The 16-hour Outlook outage on March 12 has been attributed to a firmware upgrade that went wrong. Microsoft (News
- Alert) is in the middle of transitioning its Hotmail user base over to its new Outlook service.
Such an outage is considered rare for this type of high caliber Web service that required human intervention to get Outlook back online making for a lengthy restoration process, company officials said.
Detailing the outage in a post-mortem blog post, Microsoft officials said there was a service interruption that affected some users’ access to a small part of the SkyDrive service, but primarily Hotmail.com and Outlook.com.

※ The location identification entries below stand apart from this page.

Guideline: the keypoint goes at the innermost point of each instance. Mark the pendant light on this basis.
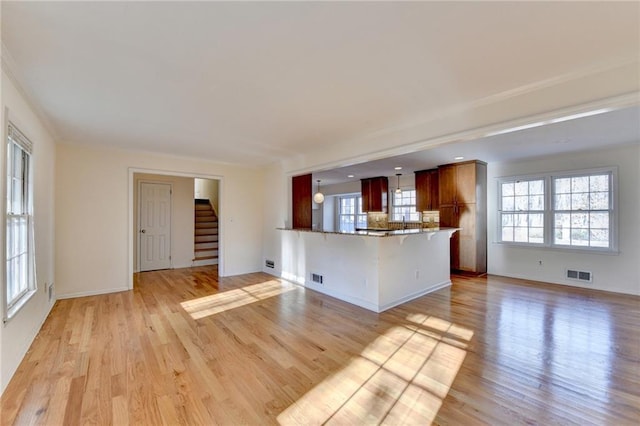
(318, 197)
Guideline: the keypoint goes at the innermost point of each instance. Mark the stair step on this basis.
(204, 262)
(206, 238)
(202, 225)
(208, 220)
(206, 253)
(206, 231)
(206, 257)
(206, 245)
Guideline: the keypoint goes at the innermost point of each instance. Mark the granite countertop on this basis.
(378, 233)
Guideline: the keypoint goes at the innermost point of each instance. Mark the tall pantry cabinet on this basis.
(463, 204)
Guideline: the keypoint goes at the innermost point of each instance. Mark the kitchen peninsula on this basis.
(376, 270)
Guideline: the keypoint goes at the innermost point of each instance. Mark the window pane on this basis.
(599, 183)
(521, 235)
(580, 184)
(508, 203)
(579, 237)
(522, 203)
(536, 235)
(508, 189)
(599, 220)
(536, 187)
(563, 186)
(536, 220)
(563, 202)
(580, 201)
(599, 238)
(507, 233)
(536, 202)
(599, 201)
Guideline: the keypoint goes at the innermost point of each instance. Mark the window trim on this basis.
(16, 137)
(549, 211)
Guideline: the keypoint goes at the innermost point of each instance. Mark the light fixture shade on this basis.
(318, 197)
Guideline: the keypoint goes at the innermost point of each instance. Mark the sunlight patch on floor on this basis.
(221, 302)
(401, 377)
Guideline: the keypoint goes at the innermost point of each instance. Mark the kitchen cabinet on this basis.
(301, 188)
(463, 204)
(427, 190)
(375, 192)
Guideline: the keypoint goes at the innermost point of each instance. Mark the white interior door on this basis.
(155, 226)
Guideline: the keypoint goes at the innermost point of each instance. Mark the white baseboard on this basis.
(91, 293)
(410, 297)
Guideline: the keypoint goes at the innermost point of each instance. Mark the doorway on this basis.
(154, 233)
(182, 253)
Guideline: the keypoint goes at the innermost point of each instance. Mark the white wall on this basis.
(617, 273)
(17, 334)
(208, 189)
(182, 217)
(92, 214)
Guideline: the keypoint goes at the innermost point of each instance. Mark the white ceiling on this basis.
(613, 128)
(254, 82)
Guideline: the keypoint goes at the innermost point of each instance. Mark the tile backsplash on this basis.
(378, 220)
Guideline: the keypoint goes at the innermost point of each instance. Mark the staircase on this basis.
(206, 234)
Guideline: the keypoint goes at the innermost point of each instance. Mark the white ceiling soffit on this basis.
(254, 82)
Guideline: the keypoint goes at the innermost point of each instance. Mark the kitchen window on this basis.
(350, 214)
(573, 210)
(522, 211)
(19, 240)
(582, 210)
(404, 206)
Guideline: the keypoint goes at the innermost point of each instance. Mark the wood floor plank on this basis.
(188, 347)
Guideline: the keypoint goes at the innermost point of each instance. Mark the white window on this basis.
(522, 211)
(19, 244)
(582, 210)
(404, 206)
(350, 214)
(561, 210)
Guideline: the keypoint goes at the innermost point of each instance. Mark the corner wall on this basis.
(618, 273)
(18, 333)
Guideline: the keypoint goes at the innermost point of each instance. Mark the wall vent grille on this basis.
(574, 274)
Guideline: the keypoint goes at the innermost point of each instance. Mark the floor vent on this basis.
(316, 278)
(585, 276)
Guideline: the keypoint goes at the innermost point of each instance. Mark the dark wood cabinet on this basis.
(427, 190)
(463, 204)
(301, 189)
(375, 193)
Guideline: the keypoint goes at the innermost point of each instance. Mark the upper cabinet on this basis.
(375, 192)
(458, 183)
(301, 189)
(427, 190)
(463, 204)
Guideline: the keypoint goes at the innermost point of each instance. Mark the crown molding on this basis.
(9, 67)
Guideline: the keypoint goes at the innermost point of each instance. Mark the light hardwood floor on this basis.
(187, 348)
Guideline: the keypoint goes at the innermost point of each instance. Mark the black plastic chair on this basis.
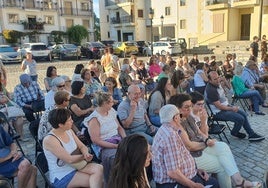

While performing its regular process of updating the firmware on a core part of Microsoft’s physical plant, a failure occurred that resulted in a “rapid and substantial temperature spike” in the data center, according to Arthur de Haan, vice president of test and service engineering for Microsoft’s Windows division.

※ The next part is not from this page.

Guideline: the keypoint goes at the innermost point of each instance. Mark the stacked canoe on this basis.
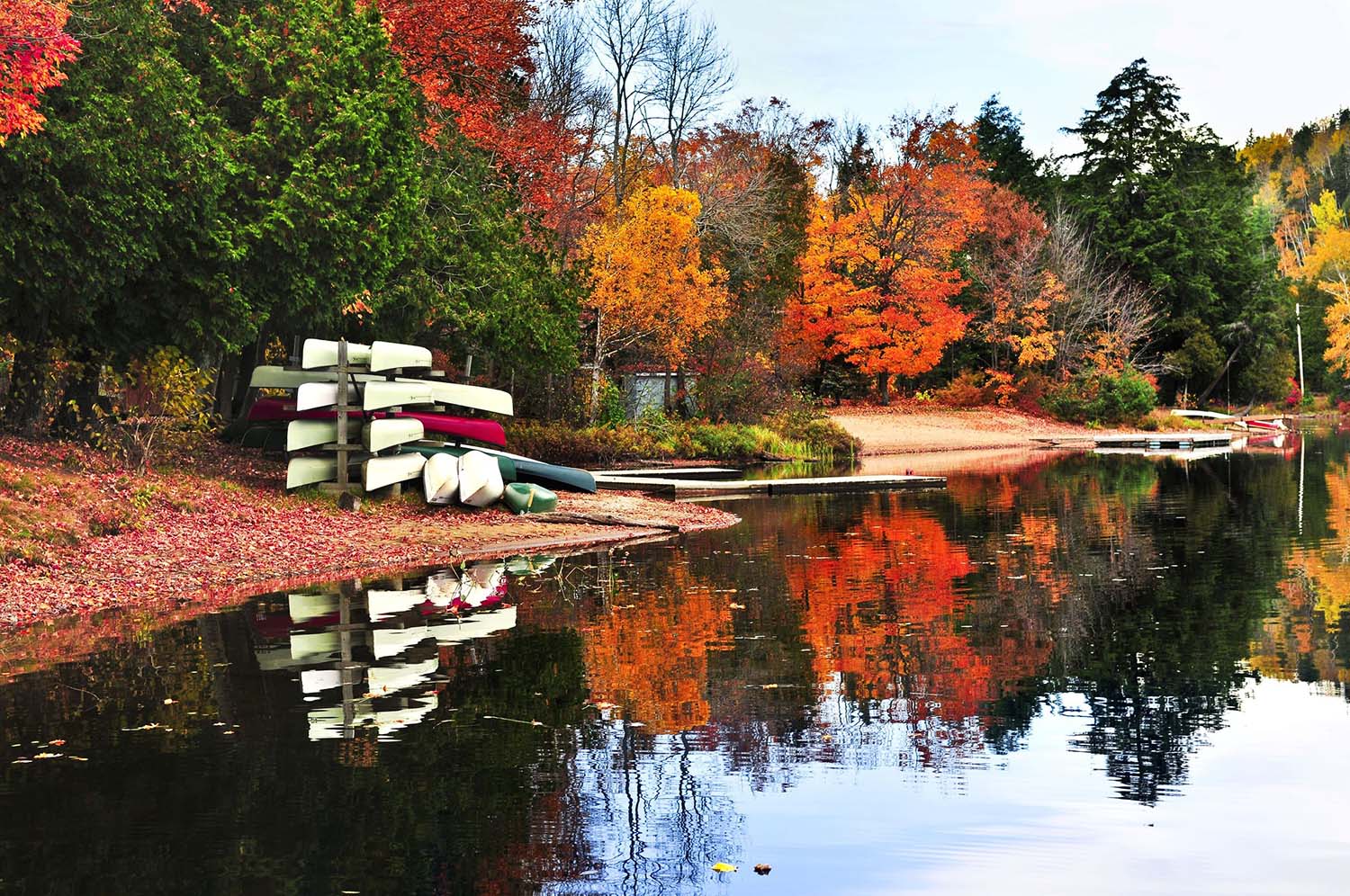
(394, 402)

“This spike was significant enough before it was mitigated that it caused our safeguards to come in to place for a large number of servers in this part of the datacenter,” de Haan explained in the post. “These safeguards prevented access to mailboxes housed on these servers and also prevented any other pieces of our infrastructure to automatically failover and allow continued access.”
This particular area of the data center he referred to houses parts of the Hotmail.com, Outlook.com and SkyDrive infrastructure.
Microsoft brought back access in waves throughout the evening of March 12 with the majority of the affected mailboxes fully restored before midnight and the rest completed by 5:30 a.m. on March 13.
“Requiring this kind of human intervention is not the norm for our services and added significant time to the restoration,” de Haan said.
Could this kind of outage happen again in the future? de Haan said post-incident that Microsoft is working to make sure it doesn’t.
“Now that we’re through the resolution, we’re also hard at work on ensuring this doesn’t happen again,” he said.